Hospitals, Health Tech

NorthShore, Sema4 set up genomics program to advance personalized treatment

The Illinois-based health system is teaming up with the analytics company to launch a genomics program, which will focus on predicting the risk of illness and outcomes among patients. It will also provide free genetic testing to low-income patients in an effort to increase access to genomic care.


With data-driven insights, health systems can identify and attack specific conditions in the early stages of the disease, when the likelihood of good outcomes is highest.

To this end, Evanston, Illinois-based NorthShore University HealthSystem is partnering with Sema4, a company focused on providing genomic and clinical data insights.

Together, the provider and Stamford, Connecticut-based analytics firm will launch a genomics program across NorthShore’s six hospitals and 900-physician multispecialty group practice. Through the program, NorthShore clinicians will have access to Sema4’s genomic solutions for hereditary cancer, cardiovascular diseases, pharmacogenomics and rare diseases.

Specifically, the program will focus on understanding how changes in DNA can influence the risk of developing future health conditions, said Dr. Peter J. Hulick, director of the Mark R. Neaman Center for Personalized Medicine at NorthShore, in an email.

“By understanding a person’s risk, we can better care for a patient by changing how and when they are screened for a particular condition,” he said. “This insight can help us provide more targeted therapy that is more likely to work and will have less risk for side effects.”

NorthShore and the data company will combine clinical information with genomic analysis to leverage the predictive models developed by Sema4.

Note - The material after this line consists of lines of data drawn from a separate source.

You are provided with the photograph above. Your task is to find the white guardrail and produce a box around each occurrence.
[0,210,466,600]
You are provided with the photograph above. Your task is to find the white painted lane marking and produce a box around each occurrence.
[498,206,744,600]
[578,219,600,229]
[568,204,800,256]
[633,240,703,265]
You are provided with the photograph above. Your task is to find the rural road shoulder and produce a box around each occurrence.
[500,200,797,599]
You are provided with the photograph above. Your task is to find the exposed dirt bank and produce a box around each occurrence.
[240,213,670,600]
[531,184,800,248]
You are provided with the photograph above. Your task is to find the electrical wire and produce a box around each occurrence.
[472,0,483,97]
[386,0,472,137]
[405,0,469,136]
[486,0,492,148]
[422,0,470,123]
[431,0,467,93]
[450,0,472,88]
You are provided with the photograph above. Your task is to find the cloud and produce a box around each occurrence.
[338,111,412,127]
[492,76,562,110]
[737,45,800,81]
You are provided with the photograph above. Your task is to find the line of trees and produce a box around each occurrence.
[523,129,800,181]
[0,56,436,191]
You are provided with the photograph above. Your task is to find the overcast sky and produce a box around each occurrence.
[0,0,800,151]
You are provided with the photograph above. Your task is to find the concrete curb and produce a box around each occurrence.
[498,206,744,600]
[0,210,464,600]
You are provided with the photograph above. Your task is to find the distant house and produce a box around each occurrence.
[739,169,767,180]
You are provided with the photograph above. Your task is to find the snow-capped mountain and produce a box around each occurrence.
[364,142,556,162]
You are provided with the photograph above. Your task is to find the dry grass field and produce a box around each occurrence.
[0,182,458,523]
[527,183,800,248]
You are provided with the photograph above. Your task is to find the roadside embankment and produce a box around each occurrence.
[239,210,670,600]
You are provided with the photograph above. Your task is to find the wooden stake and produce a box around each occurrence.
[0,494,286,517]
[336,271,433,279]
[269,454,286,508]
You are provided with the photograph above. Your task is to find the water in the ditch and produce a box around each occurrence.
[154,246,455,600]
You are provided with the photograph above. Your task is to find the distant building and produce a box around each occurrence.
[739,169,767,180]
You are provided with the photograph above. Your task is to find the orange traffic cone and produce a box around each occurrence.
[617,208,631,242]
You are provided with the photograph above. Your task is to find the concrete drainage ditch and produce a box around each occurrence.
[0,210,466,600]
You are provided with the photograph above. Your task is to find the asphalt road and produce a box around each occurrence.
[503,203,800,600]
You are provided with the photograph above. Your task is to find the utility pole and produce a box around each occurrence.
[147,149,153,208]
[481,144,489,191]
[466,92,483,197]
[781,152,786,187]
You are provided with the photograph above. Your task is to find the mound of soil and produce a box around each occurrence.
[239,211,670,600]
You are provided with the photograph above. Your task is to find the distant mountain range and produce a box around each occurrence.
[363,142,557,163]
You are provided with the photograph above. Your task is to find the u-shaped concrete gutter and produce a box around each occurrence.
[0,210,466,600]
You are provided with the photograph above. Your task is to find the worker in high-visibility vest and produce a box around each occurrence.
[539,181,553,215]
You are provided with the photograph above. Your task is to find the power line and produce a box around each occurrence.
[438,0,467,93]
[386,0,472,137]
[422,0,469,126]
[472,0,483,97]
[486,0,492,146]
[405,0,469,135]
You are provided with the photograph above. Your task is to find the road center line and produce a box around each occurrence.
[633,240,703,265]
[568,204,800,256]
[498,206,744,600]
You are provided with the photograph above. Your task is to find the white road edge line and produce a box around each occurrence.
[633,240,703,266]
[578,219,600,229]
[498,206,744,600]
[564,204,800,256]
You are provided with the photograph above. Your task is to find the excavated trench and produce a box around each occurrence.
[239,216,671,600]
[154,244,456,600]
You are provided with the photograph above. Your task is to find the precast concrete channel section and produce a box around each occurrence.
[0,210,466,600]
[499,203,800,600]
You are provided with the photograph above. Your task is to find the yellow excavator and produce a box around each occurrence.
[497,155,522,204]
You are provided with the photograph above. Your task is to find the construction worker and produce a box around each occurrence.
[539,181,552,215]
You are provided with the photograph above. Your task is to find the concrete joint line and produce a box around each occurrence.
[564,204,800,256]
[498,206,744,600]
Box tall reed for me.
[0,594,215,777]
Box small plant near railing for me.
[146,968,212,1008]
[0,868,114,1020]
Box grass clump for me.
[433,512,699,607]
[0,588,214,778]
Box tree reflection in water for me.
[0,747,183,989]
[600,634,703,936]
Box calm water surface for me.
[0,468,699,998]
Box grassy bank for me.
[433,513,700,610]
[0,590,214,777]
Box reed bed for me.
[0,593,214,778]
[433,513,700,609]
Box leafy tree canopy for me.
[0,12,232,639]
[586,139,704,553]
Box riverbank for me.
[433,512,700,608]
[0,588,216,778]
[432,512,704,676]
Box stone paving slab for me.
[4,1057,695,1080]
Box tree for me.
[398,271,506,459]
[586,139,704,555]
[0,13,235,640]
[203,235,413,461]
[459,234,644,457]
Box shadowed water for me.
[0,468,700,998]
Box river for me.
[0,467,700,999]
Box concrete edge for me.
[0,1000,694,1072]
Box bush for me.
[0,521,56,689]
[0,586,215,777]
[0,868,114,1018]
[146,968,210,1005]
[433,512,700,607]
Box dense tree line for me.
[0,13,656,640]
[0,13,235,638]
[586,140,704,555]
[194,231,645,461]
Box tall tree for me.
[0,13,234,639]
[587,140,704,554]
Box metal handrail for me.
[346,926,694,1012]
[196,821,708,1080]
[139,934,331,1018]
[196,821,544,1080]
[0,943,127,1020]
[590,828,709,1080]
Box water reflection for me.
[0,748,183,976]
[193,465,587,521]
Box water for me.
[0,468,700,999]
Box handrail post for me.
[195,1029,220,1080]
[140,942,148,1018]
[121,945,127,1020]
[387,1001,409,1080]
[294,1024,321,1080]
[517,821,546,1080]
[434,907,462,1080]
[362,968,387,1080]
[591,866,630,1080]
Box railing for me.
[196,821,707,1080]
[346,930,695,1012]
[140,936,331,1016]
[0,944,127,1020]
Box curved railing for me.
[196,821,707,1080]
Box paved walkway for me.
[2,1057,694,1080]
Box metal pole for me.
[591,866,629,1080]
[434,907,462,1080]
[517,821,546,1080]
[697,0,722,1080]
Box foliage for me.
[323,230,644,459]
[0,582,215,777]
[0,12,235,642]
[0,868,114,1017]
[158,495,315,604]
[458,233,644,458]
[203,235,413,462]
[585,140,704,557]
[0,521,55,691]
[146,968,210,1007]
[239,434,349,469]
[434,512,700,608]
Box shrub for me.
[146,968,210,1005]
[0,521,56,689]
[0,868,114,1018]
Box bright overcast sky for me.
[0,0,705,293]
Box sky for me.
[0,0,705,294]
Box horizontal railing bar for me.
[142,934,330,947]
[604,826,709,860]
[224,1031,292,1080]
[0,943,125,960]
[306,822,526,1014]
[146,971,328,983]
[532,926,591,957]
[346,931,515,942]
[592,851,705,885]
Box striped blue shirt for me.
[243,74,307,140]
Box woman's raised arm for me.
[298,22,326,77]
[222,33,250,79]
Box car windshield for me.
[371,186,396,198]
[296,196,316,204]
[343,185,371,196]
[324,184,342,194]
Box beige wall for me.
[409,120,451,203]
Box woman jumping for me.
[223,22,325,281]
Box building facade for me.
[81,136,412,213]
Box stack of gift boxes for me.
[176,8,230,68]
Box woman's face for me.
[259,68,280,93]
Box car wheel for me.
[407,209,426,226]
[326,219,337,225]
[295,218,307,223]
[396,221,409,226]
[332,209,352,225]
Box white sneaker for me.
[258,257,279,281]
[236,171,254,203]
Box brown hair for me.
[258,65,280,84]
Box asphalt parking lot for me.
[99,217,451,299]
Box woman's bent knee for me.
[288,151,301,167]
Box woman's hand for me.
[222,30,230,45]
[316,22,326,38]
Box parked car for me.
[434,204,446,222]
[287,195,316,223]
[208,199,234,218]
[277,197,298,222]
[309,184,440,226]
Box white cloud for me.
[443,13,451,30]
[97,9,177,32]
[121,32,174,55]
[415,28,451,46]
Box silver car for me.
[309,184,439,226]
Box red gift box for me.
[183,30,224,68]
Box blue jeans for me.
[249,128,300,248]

For example, the predictive models for cancers will offer clinicians a more comprehensive view of their patients, providing insight into tumor progression and how best to diagnose or treat them, said Glenn Farrell, chief marketing officer and executive vice president, research strategy at Sema4.

Aside from chronic conditions like cancer and heart disease, plans for the future could also involve examining the factors that may influence a Covid-19 patient’s disease course and severity.

“We are in the early days of understanding the long-term implications of Covid-19 and by more fully tracking both a patient’s care journey within the NorthShore health system, combined with the insights from our information-driven genomic analysis, we can explore how this disease is impacting different people over time, and inform treatment options,” Farrell said.

In addition to enhancing clinical care, the organizations aim to make genomics more accessible through the program.

NorthShore plans to subsidize genetic testing costs for patients who do not have the financial resources to pay. Earlier this month, the provider began offering the program to patients of Swedish Hospital, a safety net hospital in Chicago. This was made possible through a gift from the Swedish Hospital Foundation.

Further, the health system aims to better understand barriers to accessing genomic care, including cultural perceptions, social determinants of health and financial barriers, NorthShore’s Hulick said.